Confinados discriminados

Nos tenemos que conformar con asomarnos al balcón y oírlos a lo lejos, atisbar cómo bordean (en el buen sentido) el barrio

En mi casa no somos muchos. Sólo tres, que es número impar. Los impares siempre parecen menos, como si estuvieran incompletos. De hecho, les falta su par. Tampoco se consideran números redondos, si exceptuamos el cinco, que da lugar a bodas de plata, de oro, de platino… pero que últimamente ha quedado muy desacreditado desde que alguien inventó esa rima de tono obsceno e irresistible como un resorte. Y no, definitivamente tres no son multitud, puesto que hasta eso depende de los gustos. 

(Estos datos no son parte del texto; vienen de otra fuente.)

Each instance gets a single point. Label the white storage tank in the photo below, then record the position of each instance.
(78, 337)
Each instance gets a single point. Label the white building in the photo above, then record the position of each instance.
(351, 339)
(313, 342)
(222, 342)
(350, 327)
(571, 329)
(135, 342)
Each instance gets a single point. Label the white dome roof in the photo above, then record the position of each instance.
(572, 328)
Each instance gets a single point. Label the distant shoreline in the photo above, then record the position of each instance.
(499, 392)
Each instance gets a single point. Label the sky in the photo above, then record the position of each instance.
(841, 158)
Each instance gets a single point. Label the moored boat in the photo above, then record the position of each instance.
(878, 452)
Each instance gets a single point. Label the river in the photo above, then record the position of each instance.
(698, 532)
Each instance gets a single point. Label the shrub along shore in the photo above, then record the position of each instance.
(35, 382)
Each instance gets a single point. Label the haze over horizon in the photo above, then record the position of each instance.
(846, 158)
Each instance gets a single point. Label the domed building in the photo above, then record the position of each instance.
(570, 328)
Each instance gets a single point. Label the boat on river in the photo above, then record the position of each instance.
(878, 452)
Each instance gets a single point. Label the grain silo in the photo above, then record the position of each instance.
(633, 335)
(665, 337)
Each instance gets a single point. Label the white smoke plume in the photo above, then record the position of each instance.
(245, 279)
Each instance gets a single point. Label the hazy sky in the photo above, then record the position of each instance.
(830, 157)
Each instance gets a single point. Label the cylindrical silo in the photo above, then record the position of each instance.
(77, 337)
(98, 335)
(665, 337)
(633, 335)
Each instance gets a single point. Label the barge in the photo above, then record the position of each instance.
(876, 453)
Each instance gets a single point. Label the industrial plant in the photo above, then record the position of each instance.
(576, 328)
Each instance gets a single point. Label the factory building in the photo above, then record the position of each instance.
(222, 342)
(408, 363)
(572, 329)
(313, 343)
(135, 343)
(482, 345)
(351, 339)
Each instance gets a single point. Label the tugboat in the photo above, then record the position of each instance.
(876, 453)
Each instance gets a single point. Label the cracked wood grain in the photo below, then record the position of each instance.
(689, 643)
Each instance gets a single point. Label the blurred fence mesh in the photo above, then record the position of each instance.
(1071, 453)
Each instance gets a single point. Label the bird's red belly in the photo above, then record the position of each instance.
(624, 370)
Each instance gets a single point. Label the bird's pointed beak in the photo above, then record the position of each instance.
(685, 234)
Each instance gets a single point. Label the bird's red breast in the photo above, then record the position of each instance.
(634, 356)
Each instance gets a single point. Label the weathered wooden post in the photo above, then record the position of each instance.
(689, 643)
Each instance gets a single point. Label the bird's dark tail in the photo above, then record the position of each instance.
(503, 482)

Confinados, en cambio, el tres parece un número ideal. Los componentes de la pareja tienen tiempo para ocuparse de sus cosas propias y de las compartidas con el otro, y si quiere salir de ellas, ahí está la tercera persona para poner la atención y quitarse importancia, actitud muy sana y poco practicada. 

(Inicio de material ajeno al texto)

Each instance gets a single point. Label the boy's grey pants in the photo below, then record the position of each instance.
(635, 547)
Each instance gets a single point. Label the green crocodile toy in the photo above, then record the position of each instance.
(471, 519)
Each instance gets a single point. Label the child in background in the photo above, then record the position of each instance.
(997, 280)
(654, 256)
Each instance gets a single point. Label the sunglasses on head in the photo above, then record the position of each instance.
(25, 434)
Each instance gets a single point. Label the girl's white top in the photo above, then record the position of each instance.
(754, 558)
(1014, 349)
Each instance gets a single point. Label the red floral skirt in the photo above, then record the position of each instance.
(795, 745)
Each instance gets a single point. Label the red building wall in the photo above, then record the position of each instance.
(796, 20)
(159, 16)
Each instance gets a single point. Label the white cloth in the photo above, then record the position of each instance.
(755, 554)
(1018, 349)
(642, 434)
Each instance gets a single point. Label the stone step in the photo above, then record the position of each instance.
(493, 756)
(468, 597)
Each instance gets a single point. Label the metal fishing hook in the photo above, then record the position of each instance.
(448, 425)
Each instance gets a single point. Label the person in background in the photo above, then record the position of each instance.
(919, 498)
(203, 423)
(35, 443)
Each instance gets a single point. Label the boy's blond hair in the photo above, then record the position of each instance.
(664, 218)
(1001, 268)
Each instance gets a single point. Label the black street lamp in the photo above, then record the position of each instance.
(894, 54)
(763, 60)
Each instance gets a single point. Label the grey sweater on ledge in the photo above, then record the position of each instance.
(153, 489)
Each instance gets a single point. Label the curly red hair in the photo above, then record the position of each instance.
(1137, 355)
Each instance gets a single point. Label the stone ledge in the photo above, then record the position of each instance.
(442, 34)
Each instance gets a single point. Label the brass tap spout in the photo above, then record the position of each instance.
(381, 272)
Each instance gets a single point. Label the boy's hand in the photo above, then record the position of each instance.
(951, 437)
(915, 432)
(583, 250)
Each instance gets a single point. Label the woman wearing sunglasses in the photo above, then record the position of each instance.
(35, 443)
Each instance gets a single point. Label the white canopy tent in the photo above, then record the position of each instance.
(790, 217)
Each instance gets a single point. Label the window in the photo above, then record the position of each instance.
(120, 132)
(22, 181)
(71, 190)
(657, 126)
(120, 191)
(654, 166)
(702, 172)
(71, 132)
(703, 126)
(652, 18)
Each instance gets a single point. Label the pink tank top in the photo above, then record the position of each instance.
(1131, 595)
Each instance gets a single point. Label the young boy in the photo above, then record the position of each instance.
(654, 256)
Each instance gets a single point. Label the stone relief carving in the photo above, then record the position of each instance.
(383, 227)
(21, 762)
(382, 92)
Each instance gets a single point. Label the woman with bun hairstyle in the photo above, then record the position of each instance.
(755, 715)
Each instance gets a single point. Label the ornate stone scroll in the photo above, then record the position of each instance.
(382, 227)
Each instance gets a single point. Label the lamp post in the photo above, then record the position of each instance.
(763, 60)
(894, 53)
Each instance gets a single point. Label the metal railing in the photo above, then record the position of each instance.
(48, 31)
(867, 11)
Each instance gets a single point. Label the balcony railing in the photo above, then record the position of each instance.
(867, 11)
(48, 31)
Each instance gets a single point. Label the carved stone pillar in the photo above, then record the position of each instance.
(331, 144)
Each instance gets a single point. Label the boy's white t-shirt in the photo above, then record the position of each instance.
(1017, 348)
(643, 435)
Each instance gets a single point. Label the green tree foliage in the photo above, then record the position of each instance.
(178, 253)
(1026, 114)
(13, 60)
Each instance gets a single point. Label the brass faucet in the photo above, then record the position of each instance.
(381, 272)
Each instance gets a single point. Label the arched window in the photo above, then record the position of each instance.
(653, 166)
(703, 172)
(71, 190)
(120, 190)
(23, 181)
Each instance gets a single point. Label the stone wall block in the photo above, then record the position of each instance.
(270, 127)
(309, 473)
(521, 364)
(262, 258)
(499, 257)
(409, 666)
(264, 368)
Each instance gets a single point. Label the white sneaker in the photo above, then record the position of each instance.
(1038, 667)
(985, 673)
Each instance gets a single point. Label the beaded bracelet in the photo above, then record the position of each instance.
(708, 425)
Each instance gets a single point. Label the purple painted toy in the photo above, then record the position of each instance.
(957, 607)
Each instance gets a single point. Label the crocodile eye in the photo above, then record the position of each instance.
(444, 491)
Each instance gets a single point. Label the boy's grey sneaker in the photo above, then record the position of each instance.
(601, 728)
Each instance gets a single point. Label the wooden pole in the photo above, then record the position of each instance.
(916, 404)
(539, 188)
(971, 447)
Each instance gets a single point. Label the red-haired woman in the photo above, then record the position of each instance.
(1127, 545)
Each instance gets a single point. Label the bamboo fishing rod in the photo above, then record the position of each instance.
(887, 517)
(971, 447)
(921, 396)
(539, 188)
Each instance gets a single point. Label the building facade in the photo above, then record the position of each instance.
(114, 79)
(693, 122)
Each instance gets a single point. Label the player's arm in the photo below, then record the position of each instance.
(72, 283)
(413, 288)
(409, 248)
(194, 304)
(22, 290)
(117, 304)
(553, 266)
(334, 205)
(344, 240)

En una casa como esta, amplia y bien equipada, adquiere toda su validez el viejo dicho de que el que se aburre es porque quiere, aunque sólo sea por el tiempo que hay que dedicar a mantenerla higiénicamente habitable. Pero si encima tienes que hacer comida, sentarte las tres veces marcadas a consumirla, descansar las horas debidas, leer el tiempo deseable y ver la tele las horas prudentes, el que se aburre, repito, es porque quiere. Y no menciono si hay niños en casa, porque no es mi caso. 

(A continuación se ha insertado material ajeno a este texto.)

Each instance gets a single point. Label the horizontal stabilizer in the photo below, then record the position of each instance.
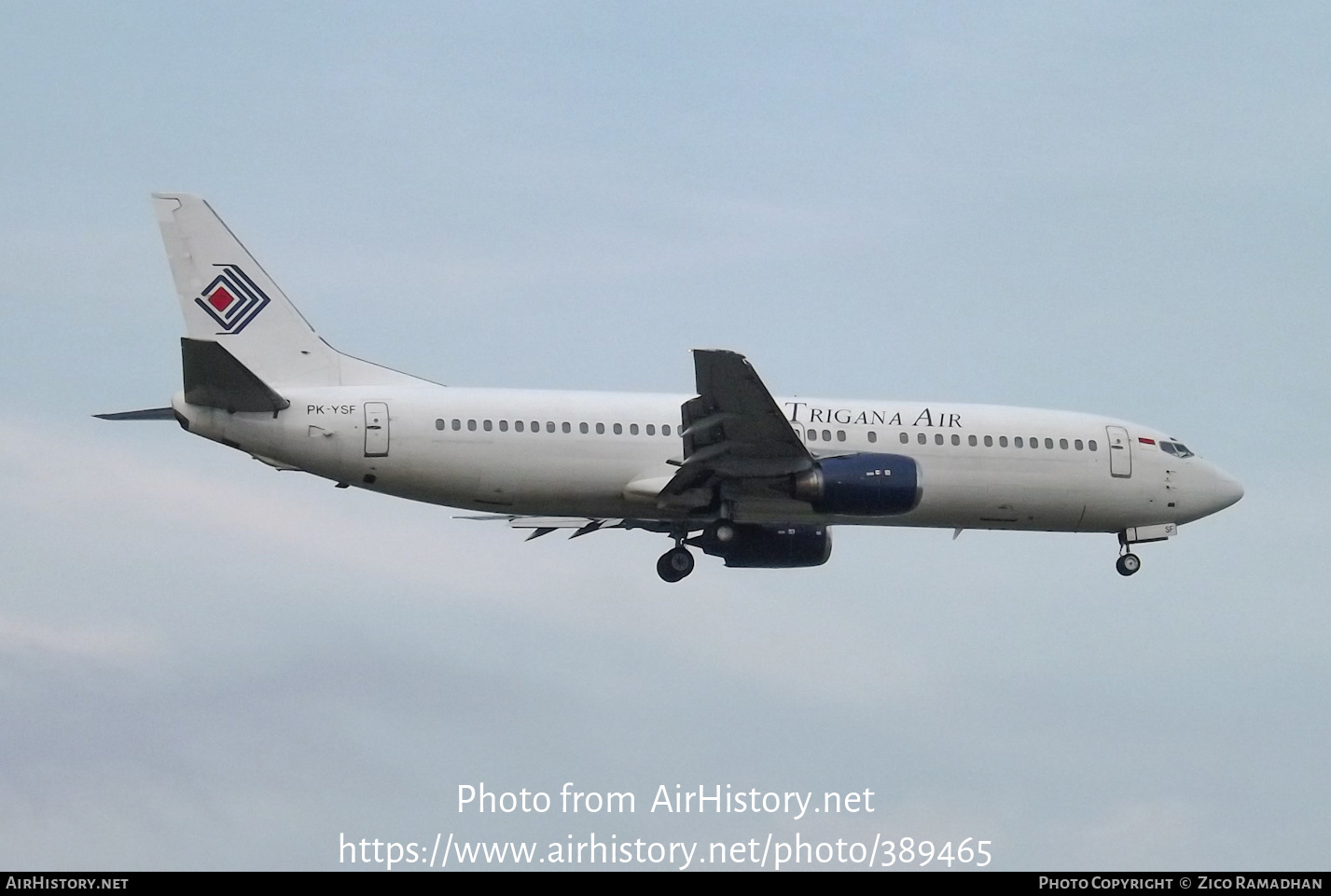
(152, 413)
(215, 379)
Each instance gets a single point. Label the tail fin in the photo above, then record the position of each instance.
(228, 298)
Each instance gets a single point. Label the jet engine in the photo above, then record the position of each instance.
(860, 485)
(766, 546)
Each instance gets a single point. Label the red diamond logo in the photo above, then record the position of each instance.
(220, 298)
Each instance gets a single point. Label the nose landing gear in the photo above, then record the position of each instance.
(1128, 563)
(675, 563)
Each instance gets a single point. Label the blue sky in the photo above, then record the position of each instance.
(1115, 208)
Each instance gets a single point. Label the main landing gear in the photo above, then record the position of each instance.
(675, 563)
(1128, 563)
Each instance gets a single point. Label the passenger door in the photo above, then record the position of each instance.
(376, 429)
(1119, 451)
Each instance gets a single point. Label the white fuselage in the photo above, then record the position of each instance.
(608, 454)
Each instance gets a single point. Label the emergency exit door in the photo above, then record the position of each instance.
(1119, 451)
(376, 429)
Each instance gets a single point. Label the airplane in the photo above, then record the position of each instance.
(729, 470)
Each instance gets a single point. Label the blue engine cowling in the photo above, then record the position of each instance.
(861, 485)
(766, 546)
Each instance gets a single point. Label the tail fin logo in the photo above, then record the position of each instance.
(233, 299)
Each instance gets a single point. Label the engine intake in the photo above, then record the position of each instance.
(861, 485)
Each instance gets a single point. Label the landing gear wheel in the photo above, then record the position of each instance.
(675, 565)
(1128, 563)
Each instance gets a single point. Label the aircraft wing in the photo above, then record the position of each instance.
(733, 429)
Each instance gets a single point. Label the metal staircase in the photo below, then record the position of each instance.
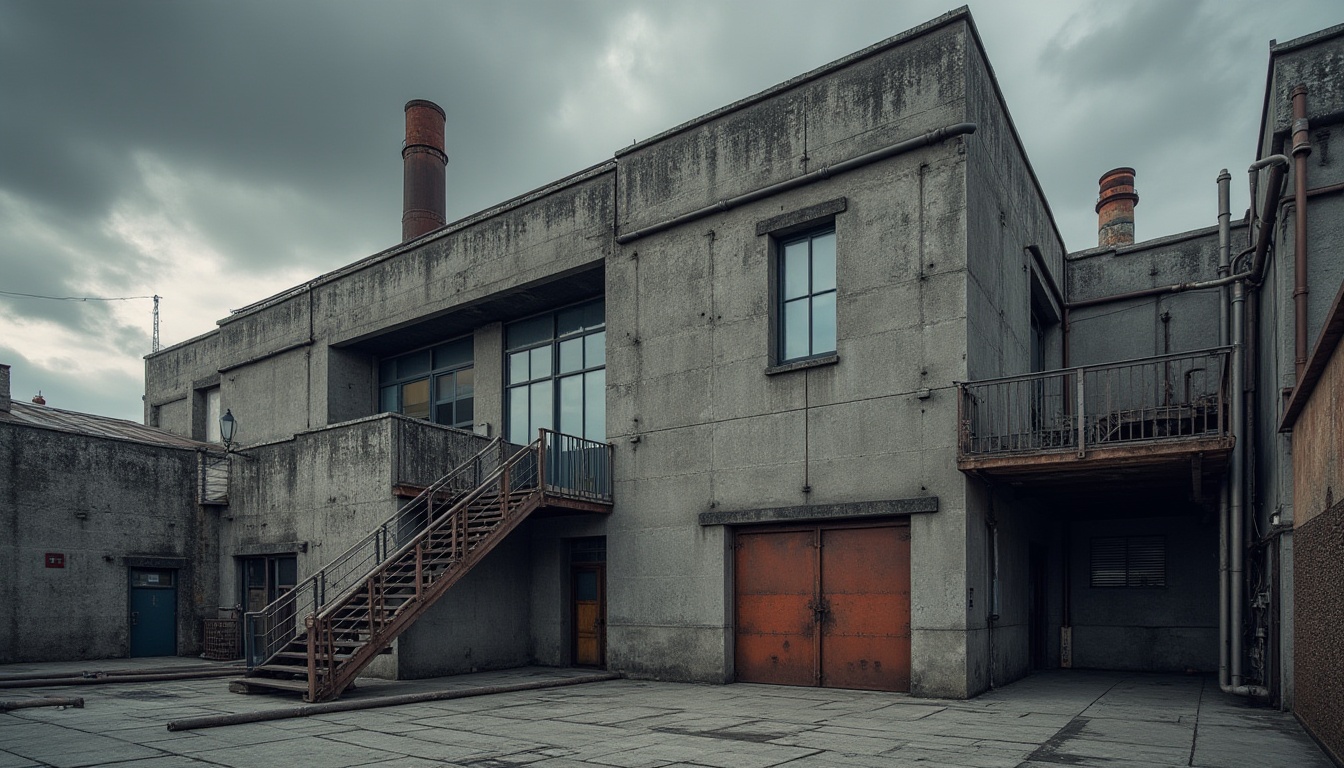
(317, 638)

Pero siempre hay motivo para una queja, aunque sea menor: hace años que vivimos en el límite de San Fernando. Al final de la calle Luis de Ossio no hay nada, bueno sí, el inmenso solar de la antigua Fábrica de San Carlos, que es lo mismo que decir nada. Ya estamos acostumbrados a que las aceras se descuiden solas, y ni un triste operario municipal doble la esquina del Hospital para reponer las baldosas desde hace décadas… Pero, hombre, a lo que no hay derecho es a que en estos días ni siquiera la Policía Municipal ni los Bomberos nos alegren la tarde con sus sirenas y sus megáfonos de ánimo. Nos tenemos que conformar con asomarnos al balcón y oírlos a lo lejos, atisbar cómo bordean (en el buen sentido) el barrio, allí, a unos cientos de metros… Y nosotros alargando el cuello, esperando… desamparados en nuestra discriminación mínima.